You don’t perceive the subversiveness of literature when you live in a free society. When you live in a free society you have the feeling that literature is just entertainment. But when democracy disappears, when a totalitarian regime replaces democracy, you feel immediately how literature becomes a very important vehicle to say what you cannot say otherwise. And it’s an instrument to resist what you are facing. Authors are sometimes not aware of what they are accomplishing in an authoritarian society. Literature is a living demonstration that things are not going well in an authoritarian society.

But this isn’t an advocation of didactic fiction.

No, not at all. You can make experimental literature and have this subversive effect. And that is the reason why all dictatorships are so suspicious of literature. Otherwise, they would let literature flourish. No, they are always very worried; they want to control it, they establish censorship. On this, there is no exception. Fascist or communist, it is exactly the same. Control literature because there is some kind of danger there. And I think there is some kind of danger, even if it is not immediately identifiable.

What about the middle way between authoritarianism and dictatorship? I know you have written about Hugo Chavez, for instance, and one can get Mario Vargas Llosa’s books in Caracas.

Oh, but with great difficulty. It is because in Caracas you still have a margin of freedom. But in Cuba—ask that Cuban journalist that is here [at the Oslo Freedom Forum]. He was telling me the way in which I am read in Cuba. It’s fantastic, you know? There are lists of people who want to read a certain book. Some times they are rented, sometimes it’s like a library, from individuals. [Dissident writer] Yoani Sanchez told me that she met her husband because she discovered that he had a novel of mine, The War of the End of the World. So she called him and said, “Is it true that you have a novel by Vargas Llosa?” He said, “Yes, but there is a list. But we can meet.” And they got married. I saw her recently and I said, “Is this story true?” She said, “Of course it is true. That’s why I am interested in what you are writing now. My sentimental future depends on it.”

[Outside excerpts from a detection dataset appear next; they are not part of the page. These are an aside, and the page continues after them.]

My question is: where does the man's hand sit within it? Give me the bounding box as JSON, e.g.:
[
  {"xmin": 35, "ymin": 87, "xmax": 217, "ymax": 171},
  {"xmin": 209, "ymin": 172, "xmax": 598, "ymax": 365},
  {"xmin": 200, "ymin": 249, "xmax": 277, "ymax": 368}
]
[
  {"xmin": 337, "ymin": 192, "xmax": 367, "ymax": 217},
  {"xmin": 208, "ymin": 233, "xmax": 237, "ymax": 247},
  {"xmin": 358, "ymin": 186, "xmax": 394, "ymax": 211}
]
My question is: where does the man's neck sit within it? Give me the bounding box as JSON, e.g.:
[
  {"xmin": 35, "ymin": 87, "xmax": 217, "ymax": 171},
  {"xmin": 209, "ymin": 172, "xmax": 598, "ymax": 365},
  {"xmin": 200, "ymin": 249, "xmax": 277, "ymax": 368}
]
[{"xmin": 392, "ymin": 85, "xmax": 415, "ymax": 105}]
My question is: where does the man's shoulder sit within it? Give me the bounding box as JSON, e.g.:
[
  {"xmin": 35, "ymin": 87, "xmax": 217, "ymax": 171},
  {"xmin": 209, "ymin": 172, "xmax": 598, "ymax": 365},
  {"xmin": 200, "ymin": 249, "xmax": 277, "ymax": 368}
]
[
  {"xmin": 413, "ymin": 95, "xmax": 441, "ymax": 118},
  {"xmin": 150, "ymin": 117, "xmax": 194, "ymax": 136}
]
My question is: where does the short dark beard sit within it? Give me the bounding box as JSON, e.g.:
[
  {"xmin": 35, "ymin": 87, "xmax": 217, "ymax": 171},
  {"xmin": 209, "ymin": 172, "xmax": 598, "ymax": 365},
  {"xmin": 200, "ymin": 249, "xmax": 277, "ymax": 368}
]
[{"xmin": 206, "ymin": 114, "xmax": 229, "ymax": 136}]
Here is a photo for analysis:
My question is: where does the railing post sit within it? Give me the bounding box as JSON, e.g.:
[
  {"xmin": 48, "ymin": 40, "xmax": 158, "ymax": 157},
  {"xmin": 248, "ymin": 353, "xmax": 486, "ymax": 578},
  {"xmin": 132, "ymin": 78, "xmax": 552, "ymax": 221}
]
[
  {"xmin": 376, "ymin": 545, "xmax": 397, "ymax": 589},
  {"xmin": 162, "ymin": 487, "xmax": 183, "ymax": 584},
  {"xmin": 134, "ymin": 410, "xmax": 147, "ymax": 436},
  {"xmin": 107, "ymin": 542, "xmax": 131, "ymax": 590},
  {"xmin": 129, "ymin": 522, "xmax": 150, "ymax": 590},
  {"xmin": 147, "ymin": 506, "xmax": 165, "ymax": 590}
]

In open societies you have the impression that you are just enjoying literature, that it won’t have any affect on your life. But literature always has an affect on life, even if it’s not so visible. But when you have a dictatorship, this is so immediately visible. Literature becomes an instrument to resist, to communicate things. And this is so in right-wing dictatorships and in left-wing dictatorships. It becomes a non-conformist activity, reading becomes a risk. It’s very, very important to keep alive this thing that can’t be controlled, because literature can never be totally controlled. Television can. Cinema can.

Why have so many novelists been swayed by dictatorship? From Gabriel Garcia Marquez to, say, the reaction of many French intellectuals to Solzhenitsyn.

You remember what Camus wrote, that a very intelligent man in some areas can be stupid in others. In politics, intellectuals have been very stupid in many, many cases. They don’t like mediocrity. And democracy is an indication of mediocrity; democracy is to accept that perfection doesn’t exist in political reality. Everybody must make concessions in order to coexist peacefully and the result of this is mediocrity. But this mediocrity, history has demonstrated, is the most peaceful way to progress, prosperity, and to reduce violence. And intellectuals are much more prone to utopias.

After the collapse of communism, what is the utopian instinct amongst intellectuals and writers now?

There is none. That is why they are so desperate and confused. You remember Foucault—who was one of the best thinkers of his generation—he supported Ayatollah Khomeini! He was so disappointed with communism that he decided that the Khomeini utopia was the right one! That gives you, I think, a very vivid example of the way in which some intellectuals detest democracy.